Again, Joe will feel all gooey and huggy when he feels his job is safe. For all the good news on a UK macro-economic level, Joe ain't stupid. He knows he ain't out of the woods yet.

So. He'll support the boys who are in bed with the billionaires, so he can get a job and cheap groceries. And he'll vote for the guys who want to reduce any drag there may be on his chances for economic survival. Which means the political party which positions itself as anti-Europe, anti-immigrant, tough on welfare recipients, and tough on companies that don't give sensible pay rises. Er. That would be the Tories. Eventually. When people tire of UKIP. Which they seem to be doing already.

Is Joe going to tell the pollsters this? Heck no. It's embarrassing. What folks are telling pollsters at the moment is who they want to vote for, not who they are going to vote for. And come the day, they will not be voting for Miliband.

Check out this article by the Deputy Director of Labour progressive group Progress.

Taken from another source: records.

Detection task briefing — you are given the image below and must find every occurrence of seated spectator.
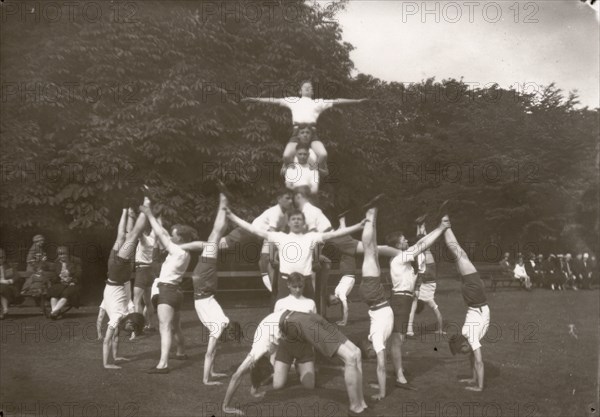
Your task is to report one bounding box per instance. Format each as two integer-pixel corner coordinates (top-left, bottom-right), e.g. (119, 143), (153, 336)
(21, 251), (54, 313)
(562, 253), (577, 291)
(27, 235), (47, 272)
(48, 246), (81, 320)
(500, 252), (513, 276)
(543, 253), (557, 291)
(0, 249), (19, 320)
(580, 252), (592, 290)
(533, 253), (546, 288)
(513, 256), (531, 290)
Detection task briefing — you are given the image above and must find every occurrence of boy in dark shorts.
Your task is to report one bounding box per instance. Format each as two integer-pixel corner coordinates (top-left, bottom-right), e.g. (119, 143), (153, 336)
(442, 216), (490, 391)
(102, 203), (150, 369)
(140, 207), (197, 374)
(378, 216), (446, 390)
(222, 310), (367, 416)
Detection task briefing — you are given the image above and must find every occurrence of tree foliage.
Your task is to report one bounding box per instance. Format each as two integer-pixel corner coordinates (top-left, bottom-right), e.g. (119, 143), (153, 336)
(0, 0), (599, 256)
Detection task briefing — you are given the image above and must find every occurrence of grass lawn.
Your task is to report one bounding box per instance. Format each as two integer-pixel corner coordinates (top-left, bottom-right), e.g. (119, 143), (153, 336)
(0, 278), (600, 417)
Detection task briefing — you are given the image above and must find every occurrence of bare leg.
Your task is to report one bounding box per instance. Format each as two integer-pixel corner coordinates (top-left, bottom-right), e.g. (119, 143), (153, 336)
(310, 140), (329, 176)
(156, 304), (175, 369)
(273, 361), (290, 389)
(50, 298), (67, 314)
(336, 340), (366, 413)
(391, 333), (408, 384)
(406, 294), (418, 336)
(298, 362), (315, 389)
(173, 311), (185, 356)
(444, 221), (477, 276)
(113, 209), (127, 251)
(283, 142), (298, 167)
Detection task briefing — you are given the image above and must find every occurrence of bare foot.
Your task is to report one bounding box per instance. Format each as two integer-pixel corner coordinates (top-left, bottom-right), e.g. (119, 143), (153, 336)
(202, 381), (223, 385)
(223, 407), (244, 416)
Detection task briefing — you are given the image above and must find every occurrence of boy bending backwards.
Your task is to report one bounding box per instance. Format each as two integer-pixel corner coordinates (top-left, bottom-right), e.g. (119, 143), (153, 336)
(222, 310), (367, 416)
(181, 194), (241, 385)
(442, 216), (490, 391)
(242, 81), (366, 175)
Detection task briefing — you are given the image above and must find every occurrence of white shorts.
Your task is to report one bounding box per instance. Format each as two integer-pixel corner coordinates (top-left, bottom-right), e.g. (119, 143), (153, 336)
(369, 306), (394, 353)
(462, 305), (490, 351)
(101, 285), (127, 329)
(194, 295), (229, 339)
(418, 282), (437, 302)
(333, 275), (356, 300)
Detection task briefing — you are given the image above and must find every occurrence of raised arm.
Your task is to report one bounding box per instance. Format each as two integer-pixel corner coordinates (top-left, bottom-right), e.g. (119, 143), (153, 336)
(179, 240), (207, 252)
(407, 222), (450, 256)
(323, 219), (368, 241)
(241, 97), (285, 106)
(327, 98), (368, 106)
(224, 207), (269, 239)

It sounds like he's claiming that people on the doorstep are saying: hey, we love Labour, but ...

That's what they ought to be saying. Three months away from a General Election. After the most stringent austerity program ever. After a week which highlighted the close connection between toff Tory Cabinet Ministers and tax-dodging billionaire Tory donors.

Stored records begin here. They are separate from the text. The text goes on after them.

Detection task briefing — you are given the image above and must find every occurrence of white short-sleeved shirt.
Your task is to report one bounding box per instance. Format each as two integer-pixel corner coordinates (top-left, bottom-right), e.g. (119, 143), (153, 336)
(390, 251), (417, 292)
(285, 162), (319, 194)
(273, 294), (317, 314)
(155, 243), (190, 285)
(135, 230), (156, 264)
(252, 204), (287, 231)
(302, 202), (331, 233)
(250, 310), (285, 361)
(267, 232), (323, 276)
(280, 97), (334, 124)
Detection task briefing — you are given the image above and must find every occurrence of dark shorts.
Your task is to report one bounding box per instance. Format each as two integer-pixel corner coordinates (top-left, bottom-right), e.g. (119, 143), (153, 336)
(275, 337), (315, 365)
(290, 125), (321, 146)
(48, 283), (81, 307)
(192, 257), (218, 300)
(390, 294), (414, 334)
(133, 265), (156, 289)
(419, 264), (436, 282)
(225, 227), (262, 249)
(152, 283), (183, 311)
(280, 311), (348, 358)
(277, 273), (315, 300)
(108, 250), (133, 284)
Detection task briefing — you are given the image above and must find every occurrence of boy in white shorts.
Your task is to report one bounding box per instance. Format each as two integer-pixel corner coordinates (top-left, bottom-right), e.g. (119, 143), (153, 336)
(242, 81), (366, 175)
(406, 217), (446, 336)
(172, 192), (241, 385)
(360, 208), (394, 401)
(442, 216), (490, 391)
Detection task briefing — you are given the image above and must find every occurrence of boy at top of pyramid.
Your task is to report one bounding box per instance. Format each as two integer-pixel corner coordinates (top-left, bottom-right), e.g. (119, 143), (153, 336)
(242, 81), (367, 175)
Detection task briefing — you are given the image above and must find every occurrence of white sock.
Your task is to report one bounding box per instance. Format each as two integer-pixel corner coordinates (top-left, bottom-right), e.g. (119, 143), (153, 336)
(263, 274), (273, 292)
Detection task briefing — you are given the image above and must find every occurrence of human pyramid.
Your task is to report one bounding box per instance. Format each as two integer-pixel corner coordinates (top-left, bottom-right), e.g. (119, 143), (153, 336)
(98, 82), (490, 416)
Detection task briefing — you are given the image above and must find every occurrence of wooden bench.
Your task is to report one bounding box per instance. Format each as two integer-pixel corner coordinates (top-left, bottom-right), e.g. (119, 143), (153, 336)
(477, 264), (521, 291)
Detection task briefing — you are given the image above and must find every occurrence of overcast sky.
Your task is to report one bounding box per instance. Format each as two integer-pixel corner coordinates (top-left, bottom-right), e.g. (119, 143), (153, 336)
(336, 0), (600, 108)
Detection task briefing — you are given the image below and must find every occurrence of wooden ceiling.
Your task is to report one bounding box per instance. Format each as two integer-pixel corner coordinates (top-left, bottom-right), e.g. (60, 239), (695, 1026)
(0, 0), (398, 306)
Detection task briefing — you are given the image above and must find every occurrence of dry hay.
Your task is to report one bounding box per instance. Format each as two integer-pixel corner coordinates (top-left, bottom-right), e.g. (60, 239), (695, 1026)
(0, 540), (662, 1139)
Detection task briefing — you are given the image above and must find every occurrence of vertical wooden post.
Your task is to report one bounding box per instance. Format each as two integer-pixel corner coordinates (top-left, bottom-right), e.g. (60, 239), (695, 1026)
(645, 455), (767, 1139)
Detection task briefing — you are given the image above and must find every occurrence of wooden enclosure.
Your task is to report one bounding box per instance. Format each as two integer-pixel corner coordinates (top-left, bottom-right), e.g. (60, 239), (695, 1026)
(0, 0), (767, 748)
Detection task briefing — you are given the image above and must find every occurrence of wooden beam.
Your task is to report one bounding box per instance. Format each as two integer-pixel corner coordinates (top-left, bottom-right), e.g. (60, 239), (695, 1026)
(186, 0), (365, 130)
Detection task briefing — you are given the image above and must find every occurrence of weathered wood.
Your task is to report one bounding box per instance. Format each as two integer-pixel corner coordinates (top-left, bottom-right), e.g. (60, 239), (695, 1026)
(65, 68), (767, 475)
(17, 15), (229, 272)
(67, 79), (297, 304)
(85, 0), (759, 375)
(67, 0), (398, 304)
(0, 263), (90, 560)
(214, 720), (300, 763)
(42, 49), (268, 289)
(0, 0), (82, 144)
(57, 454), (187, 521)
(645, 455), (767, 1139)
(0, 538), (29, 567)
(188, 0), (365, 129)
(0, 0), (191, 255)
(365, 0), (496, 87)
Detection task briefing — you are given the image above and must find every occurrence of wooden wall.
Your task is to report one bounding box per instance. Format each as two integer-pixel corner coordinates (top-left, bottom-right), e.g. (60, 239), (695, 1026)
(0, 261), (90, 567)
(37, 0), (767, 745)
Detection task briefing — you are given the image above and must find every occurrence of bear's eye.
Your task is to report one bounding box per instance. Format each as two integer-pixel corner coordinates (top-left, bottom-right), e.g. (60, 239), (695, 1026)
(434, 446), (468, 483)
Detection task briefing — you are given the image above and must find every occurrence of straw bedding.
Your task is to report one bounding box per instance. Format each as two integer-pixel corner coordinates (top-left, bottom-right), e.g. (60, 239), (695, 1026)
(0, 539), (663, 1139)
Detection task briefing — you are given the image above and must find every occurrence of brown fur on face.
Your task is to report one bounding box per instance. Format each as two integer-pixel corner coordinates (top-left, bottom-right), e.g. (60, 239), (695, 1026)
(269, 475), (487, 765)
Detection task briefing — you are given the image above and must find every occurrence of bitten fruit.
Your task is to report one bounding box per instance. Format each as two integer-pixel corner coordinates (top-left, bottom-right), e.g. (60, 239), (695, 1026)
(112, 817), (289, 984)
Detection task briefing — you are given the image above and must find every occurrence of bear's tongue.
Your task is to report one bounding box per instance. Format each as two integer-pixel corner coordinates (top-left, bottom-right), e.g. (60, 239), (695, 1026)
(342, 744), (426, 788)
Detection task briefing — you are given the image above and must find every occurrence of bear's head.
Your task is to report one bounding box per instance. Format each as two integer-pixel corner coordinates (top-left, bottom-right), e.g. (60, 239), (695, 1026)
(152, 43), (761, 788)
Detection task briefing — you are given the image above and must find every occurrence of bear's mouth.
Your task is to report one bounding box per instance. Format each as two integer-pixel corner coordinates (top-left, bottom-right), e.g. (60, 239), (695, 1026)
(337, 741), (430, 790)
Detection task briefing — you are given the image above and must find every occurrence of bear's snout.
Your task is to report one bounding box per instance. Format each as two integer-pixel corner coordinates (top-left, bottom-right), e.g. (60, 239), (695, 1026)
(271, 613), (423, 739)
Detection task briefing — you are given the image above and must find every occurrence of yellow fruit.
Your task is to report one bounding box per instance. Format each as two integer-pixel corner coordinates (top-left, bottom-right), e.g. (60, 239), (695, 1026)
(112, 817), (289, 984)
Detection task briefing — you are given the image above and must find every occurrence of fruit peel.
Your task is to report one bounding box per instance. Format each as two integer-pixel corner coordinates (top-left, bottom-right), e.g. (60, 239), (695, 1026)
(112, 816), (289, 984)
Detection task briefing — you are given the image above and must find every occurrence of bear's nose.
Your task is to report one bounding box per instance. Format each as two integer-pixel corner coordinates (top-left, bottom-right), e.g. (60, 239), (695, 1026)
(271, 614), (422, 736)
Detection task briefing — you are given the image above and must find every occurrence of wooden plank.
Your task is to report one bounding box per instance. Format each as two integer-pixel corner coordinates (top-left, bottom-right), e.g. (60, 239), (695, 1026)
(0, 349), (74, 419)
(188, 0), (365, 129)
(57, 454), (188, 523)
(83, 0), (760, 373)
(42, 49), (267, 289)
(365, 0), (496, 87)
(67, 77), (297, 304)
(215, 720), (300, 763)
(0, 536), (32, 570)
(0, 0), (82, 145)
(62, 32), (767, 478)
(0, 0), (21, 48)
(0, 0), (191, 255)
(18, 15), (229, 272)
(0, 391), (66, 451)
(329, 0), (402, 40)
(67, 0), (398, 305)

Actually, what they are saying is: we hate the Tories, but ...

So what, I hear you say? I've done the door-knocking routine. In what we call a 'caravan' of supporters. A parade of cars arrives. All noise and color. Balloons. Leaflets. Happy smiles. Can we count on you on polling day?

It takes a tough soul to say anything other than the usual litany of side-steps. Er. I'll be there. You know I'll do the right thing. I like the color of your bus.

Yet, here is a seasoned political campaigner letting slip that he heard that the Tories and Labour were neck and neck. That folks were saying anything nice about the Tories. Trust me, you have to read between the lines. Such a response on the doorstep spells looming disaster for Labour.

At this stage of the game, I'm going to stick my neck out a bit further. I think the Tories are going to win, with a very small overall majority. And Labour will actually lose a few seats overall. Not to the Tories. But to SNP (in the main) and to UKIP (a bit; possibly one seat; possibly Grimsby; but lots of votes; which may hand some seats to the Tories).